No final de novembro, surgia aquela moça da paróquia - na nossa rua ela se chamava Iracema - indagando se a família gostaria de receber a visita do Menino Jesus. Era óbvio que sim. Escolhia-se a data. A dona da casa caprichava no altar doméstico: a melhor toalha, castiçais, flores.

A imagem do bambino vinha em procissão, trazido da casa anterior. Era costume que a criança primogênita o carregasse, com todo o cuidado e carinho. As demais vinham em seguida, cantando "O meu coração, é só de Jesus/ A minha alegria, é a Santa Cruz". Naquela noite, a imagem ficava naquele espaço reservado e abençoado. Até à noite seguinte.
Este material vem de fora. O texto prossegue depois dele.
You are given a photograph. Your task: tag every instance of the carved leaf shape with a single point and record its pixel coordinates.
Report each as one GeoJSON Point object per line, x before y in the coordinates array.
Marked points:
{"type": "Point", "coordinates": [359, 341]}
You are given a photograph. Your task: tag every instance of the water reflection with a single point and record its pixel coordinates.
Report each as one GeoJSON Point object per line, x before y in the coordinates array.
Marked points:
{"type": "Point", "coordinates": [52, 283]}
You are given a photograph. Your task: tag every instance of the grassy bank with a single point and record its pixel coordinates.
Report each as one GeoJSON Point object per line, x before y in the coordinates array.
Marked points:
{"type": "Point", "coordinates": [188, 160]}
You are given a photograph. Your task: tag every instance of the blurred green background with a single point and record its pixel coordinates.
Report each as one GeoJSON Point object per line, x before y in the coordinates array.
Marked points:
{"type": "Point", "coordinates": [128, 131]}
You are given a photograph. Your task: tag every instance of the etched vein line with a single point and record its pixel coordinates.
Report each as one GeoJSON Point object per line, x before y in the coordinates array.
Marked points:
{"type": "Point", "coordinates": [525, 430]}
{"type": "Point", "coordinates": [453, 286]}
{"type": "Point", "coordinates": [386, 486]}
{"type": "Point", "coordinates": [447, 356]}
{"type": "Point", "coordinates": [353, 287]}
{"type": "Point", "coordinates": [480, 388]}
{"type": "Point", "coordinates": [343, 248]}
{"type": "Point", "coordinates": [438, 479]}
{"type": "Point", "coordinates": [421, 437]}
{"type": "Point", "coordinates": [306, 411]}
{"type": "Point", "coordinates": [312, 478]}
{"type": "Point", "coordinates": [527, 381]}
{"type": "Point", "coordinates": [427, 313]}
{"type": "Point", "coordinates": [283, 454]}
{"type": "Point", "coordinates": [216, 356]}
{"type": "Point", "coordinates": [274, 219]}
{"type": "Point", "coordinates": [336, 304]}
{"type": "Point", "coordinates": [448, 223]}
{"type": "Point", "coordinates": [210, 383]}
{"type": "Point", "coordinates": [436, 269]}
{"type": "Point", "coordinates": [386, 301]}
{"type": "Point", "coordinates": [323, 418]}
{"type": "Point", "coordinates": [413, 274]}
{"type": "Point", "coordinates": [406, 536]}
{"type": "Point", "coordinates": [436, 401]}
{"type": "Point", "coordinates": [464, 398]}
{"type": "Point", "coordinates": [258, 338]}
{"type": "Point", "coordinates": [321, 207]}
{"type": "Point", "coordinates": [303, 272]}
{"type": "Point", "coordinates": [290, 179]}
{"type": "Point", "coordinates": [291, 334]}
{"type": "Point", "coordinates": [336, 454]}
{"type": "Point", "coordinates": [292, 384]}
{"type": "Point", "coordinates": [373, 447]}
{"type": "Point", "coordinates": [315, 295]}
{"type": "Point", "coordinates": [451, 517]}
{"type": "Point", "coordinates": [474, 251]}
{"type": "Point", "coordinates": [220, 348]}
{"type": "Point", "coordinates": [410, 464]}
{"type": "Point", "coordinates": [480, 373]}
Às dezenove horas chegavam as crianças e a responsável pela reza. O terço era a oração escolhida. Depois disso, as despedidas. A família entregava um pequeno invólucro de papel crepom, contendo balas, pirulitos e outras guloseimas. E o Menino Jesus ia para outra casa.

Quando terminava dezembro, todas as imagens iam em procissão para a Matriz - ainda não havia diocese em Jundiaí - e ali eram recolhidas, para retornarem no outro dezembro. Isso acontecia em toda a cidade. Algo que terminou, assim como a genuína celebração natalina. Hoje se fala em presentes, em Papai Noel, em ceias, em bebedeiras. Esquece-se do aniversariante.

Nunca acreditei em Papai Noel. Acho que meus irmãos também não. Sabiam que algum presente era comprado - com sacrifício - pelo meu pai. Durante um período, ele trazia da fábrica de fósforos, as Indústrias Andrade Latorre, onde também trabalhou, um catálogo de brinquedos da Estrela. E escolhíamos ali, sabendo que era uma aquisição feita com o salário dele.

O que não faltava era o presépio. Com todo o preparo anterior. Folhagens nos pequenos vasos, serragem que se apanhava na oficina "1º de Maio - Nalini & Carbol" ou no Filippini, quando já não existia mais a marcenaria. A operação de tingimento da serragem, para torná-la verde, era acompanhada com preocupação por minha mãe. Sempre havia o risco de se espalhar tinta verde por toda a casa.

Quando completei dez anos, minha mãe comprou um presépio enorme, parece que fabricado em Guaratinguetá. Foi o melhor presente que já ganhei. Era hábito visitar outros presépios. Em residências e nas igrejas.

Na véspera do Natal, aguardava-se a Missa do Galo que era à meia-noite. Quanta vez o sono chegava e não resistíamos: eu costumava acordar quando encostava o rosto no granito gelado da colunata da Matriz.

No dia seguinte, almoço em casa dos avós maternos. Fui mimado por ser o primeiro neto de Doninhana e João Barbosa. Não faltou carinho. Nem exata noção do significado do Natal. Mas eram outros tempos. Infelizmente, não voltam. Residem no jardim da memória, do qual ainda tenho as chaves.